Enhanced Photoelectric Properties of CsPbBr 3 by SiO 2 and TiO 2 Bilayer Heterostructures.

CsPbBr 3 /SiO 2 heterostructures were synthesized by the hydrolysis reaction of a mixture of CsPbBr 3 nanocrystals (NCs) and (3-aminopropyl)triethoxysilane (APTS) in air. Compared with CsPbBr 3 NCs, the CsPbBr 3 /SiO 2 heterostructures exhibit stronger photoluminescence (PL) intensity, longer lifetime of PL (∼40.5 ns), and higher PL-quantum yield (PLQY, ∼86%). The carrier dynamics of CsPbBr 3 /SiO 2 was detected by the transient absorption (TA) spectrum. The experimental results show that SiO 2 passivates the surface traps of CsPbBr 3 NCs and enhances the PL intensity. However, photoelectrochemical impedance spectra (PEIS) demonstrate that the impedance of CsPbBr 3 /SiO 2 is higher than that of CsPbBr 3 NCs, which reduces carrier transport and extraction.
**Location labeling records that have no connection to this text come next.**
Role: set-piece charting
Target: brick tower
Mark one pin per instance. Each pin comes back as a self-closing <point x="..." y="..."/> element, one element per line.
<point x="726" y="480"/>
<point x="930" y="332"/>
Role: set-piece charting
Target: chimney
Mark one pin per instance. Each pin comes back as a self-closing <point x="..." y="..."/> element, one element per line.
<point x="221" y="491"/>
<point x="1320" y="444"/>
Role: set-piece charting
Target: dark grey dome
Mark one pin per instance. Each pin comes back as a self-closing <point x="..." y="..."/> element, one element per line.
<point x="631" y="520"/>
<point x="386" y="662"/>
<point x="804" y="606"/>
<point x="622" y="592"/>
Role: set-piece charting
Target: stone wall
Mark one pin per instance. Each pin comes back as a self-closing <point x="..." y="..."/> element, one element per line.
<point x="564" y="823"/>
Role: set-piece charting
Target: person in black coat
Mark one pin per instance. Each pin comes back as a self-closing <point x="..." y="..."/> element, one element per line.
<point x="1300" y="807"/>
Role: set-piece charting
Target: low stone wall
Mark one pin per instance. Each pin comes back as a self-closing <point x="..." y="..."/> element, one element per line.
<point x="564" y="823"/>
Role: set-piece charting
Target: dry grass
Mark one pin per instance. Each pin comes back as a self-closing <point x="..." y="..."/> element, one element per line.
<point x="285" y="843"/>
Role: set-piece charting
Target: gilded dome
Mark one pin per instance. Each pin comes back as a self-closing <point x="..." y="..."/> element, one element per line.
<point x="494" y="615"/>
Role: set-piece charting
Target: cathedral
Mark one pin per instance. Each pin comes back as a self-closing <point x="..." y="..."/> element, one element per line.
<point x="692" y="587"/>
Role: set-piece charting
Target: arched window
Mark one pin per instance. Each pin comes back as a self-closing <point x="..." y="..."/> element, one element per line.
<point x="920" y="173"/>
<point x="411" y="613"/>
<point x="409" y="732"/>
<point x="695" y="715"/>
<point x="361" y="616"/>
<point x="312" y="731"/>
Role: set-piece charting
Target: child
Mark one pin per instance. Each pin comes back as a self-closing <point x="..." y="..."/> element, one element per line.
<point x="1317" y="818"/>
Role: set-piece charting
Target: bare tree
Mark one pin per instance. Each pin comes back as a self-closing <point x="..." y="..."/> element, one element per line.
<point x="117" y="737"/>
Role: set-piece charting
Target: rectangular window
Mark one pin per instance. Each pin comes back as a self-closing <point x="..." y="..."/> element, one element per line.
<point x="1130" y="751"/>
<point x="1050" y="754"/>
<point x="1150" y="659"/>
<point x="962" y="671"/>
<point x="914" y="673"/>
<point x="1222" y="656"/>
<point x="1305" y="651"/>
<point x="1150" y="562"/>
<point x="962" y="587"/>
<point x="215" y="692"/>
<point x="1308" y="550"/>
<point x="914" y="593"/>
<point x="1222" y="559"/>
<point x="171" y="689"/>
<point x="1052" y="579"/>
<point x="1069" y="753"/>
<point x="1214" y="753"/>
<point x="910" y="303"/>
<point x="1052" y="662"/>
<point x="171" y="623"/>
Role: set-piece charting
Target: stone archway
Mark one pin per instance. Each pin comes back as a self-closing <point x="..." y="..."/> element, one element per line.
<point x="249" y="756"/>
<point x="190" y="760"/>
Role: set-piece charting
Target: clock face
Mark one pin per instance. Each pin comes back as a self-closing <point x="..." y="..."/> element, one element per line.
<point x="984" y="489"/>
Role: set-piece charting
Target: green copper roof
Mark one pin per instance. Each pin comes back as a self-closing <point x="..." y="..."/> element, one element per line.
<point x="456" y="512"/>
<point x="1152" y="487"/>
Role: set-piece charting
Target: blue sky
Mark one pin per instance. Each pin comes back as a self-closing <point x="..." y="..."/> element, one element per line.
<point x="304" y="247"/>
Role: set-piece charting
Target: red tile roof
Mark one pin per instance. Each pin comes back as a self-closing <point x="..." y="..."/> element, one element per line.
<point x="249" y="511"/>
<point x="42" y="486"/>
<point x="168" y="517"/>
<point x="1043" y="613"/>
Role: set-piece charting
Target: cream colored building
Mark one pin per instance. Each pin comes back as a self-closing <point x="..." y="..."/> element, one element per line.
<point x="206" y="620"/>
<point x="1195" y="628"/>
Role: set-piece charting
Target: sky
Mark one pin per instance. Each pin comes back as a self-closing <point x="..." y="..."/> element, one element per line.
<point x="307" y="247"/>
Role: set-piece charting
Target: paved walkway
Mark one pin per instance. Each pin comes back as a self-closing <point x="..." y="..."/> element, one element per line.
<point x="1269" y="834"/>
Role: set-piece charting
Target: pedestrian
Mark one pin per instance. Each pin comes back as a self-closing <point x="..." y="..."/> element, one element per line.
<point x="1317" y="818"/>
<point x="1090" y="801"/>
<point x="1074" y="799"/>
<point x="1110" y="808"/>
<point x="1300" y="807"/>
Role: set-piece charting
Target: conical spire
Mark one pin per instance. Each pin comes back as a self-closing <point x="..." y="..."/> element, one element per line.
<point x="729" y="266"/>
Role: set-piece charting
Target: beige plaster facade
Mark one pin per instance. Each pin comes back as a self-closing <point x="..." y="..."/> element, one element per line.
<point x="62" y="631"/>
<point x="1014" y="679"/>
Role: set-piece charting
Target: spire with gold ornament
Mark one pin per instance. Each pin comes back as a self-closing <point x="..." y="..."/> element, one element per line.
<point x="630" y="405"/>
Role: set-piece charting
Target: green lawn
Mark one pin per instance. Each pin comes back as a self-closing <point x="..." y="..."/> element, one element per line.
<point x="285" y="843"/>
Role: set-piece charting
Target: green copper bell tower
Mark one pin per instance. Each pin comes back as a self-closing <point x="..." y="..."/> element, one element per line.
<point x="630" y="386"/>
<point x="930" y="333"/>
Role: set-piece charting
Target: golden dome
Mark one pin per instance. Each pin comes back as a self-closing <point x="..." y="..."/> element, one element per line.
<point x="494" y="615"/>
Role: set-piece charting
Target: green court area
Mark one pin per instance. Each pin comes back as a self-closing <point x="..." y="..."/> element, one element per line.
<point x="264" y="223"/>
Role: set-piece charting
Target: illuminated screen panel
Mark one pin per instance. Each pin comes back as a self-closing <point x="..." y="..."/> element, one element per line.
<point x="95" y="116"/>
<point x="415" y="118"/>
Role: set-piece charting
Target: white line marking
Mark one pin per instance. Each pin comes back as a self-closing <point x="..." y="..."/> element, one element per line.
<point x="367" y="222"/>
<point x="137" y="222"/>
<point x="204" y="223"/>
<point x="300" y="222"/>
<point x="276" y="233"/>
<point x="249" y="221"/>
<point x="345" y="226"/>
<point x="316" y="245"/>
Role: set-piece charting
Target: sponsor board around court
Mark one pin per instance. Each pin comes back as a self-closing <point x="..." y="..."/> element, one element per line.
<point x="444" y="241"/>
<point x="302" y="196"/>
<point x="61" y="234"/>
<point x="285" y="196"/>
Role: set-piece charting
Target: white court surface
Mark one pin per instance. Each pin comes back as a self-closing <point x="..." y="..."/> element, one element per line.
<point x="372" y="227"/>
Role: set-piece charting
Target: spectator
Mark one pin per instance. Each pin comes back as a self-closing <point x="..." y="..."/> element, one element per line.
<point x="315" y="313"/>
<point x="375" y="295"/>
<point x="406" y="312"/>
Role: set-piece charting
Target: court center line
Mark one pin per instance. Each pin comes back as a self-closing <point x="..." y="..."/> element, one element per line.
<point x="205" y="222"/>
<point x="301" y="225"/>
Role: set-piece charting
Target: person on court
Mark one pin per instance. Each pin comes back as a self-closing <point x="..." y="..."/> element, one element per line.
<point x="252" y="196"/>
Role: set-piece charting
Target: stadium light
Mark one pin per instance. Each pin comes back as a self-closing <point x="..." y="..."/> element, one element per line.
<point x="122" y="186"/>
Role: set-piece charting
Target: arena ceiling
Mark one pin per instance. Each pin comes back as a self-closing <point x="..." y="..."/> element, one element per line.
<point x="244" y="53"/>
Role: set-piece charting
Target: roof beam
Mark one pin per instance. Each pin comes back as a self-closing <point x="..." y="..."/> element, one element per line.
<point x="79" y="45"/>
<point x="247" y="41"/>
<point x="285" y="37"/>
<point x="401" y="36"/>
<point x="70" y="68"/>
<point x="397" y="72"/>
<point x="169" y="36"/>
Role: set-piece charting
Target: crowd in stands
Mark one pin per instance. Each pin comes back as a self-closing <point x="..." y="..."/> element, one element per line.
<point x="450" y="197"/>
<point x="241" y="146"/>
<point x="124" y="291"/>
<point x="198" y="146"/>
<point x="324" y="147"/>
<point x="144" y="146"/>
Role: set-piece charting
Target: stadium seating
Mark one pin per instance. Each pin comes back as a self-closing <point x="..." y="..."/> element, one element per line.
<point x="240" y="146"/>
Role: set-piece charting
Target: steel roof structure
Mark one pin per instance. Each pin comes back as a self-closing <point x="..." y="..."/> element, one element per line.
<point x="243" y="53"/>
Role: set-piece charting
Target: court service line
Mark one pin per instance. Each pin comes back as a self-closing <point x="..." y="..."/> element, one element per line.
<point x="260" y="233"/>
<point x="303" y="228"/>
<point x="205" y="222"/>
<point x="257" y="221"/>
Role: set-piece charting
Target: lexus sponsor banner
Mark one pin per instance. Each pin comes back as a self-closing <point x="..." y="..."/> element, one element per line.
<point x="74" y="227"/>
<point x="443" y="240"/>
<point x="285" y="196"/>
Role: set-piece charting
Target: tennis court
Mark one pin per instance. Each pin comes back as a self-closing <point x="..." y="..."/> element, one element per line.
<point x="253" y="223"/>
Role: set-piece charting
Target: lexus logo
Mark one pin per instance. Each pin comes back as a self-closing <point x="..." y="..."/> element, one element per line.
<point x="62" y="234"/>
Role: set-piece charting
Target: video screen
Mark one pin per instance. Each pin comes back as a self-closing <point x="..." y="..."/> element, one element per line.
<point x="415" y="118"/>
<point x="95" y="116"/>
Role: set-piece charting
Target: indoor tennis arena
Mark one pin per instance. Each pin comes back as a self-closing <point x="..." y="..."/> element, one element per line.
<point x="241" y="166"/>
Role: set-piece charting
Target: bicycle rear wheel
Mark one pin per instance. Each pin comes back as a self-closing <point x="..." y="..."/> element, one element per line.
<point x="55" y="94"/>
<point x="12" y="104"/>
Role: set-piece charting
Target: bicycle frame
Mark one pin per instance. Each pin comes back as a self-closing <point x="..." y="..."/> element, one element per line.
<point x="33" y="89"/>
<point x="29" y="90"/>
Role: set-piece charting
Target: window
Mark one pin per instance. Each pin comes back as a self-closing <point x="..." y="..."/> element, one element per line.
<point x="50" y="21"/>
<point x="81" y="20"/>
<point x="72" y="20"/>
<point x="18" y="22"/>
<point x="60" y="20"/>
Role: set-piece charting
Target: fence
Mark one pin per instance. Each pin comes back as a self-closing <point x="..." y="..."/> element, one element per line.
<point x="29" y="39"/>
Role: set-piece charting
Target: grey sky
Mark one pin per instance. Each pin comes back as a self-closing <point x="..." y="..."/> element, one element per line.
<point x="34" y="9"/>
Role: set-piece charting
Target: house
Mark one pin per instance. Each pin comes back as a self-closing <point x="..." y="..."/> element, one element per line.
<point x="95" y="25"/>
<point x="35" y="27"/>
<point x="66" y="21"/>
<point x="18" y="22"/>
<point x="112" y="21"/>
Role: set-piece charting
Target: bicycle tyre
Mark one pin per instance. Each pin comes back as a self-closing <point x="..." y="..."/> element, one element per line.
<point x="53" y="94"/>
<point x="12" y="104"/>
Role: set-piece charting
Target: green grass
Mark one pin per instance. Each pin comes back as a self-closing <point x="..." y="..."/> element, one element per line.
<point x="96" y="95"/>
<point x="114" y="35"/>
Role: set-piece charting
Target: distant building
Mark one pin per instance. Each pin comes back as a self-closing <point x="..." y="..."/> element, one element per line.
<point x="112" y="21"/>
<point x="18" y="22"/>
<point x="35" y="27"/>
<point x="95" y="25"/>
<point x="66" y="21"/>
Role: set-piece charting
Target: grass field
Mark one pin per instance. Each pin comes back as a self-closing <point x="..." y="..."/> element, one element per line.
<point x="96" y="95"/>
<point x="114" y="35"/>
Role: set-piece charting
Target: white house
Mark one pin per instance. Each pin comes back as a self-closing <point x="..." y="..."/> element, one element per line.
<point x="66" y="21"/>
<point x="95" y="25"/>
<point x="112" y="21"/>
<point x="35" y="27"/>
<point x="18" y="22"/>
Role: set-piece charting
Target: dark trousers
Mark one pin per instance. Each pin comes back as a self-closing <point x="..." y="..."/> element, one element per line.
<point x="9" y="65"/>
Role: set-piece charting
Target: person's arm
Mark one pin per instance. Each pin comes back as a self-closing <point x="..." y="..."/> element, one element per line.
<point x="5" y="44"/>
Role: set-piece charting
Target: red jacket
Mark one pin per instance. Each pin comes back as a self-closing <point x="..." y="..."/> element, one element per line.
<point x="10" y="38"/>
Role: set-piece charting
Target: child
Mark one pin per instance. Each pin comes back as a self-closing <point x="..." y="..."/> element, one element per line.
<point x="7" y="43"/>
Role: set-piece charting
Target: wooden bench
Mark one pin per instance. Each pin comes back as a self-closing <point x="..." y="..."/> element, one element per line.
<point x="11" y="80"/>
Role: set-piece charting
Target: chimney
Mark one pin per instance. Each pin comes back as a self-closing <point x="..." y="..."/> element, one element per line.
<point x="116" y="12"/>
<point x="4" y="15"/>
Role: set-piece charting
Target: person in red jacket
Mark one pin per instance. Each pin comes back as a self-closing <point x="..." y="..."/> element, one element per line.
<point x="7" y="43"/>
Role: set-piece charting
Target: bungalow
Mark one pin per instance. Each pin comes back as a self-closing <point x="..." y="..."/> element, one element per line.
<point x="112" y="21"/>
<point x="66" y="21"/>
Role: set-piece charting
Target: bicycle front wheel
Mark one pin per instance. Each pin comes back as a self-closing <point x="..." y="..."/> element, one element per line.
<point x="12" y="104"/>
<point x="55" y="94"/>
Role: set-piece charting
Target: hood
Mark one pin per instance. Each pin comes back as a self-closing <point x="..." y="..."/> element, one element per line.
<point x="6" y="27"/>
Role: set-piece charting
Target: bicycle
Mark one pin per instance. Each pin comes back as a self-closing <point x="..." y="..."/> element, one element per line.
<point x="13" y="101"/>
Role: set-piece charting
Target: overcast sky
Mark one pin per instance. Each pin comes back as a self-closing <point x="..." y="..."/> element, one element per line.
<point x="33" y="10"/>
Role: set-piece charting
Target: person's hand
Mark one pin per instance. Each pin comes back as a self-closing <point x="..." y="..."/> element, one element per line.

Because the application of CsPbBr 3 /SiO 2 in optoelectronics is limited, CsPbBr 3 /SiO 2 /TiO 2 heterostructures were synthesized by the further reaction of tetrabutyl titanate (TBT). The TiO 2 coating can reduce the impedance of the CsPbBr 3 /SiO 2 . Importantly, ∼68% of the PL intensity of CsPbBr 3 /SiO 2 is retained. Compared with CsPbBr 3 /SiO 2 and CsPbBr 3 NCs, the CsPbBr 3 /SiO 2 /TiO 2 demonstrates faster carrier transport (κ ct = 2.4 × 10 9 s -1 ) and higher photocurrent density ( J = 76 nA cm -2 ). In addition, CsPbBr 3 /SiO 2 /TiO 2 shows good stability under (ultraviolet) UV irradiation, along with water stability and thermal stability. Therefore, the double protection approach can enhance the stability of CsPbBr 3 NCs and tune the optoelectronic properties of CsPbBr 3 NCs.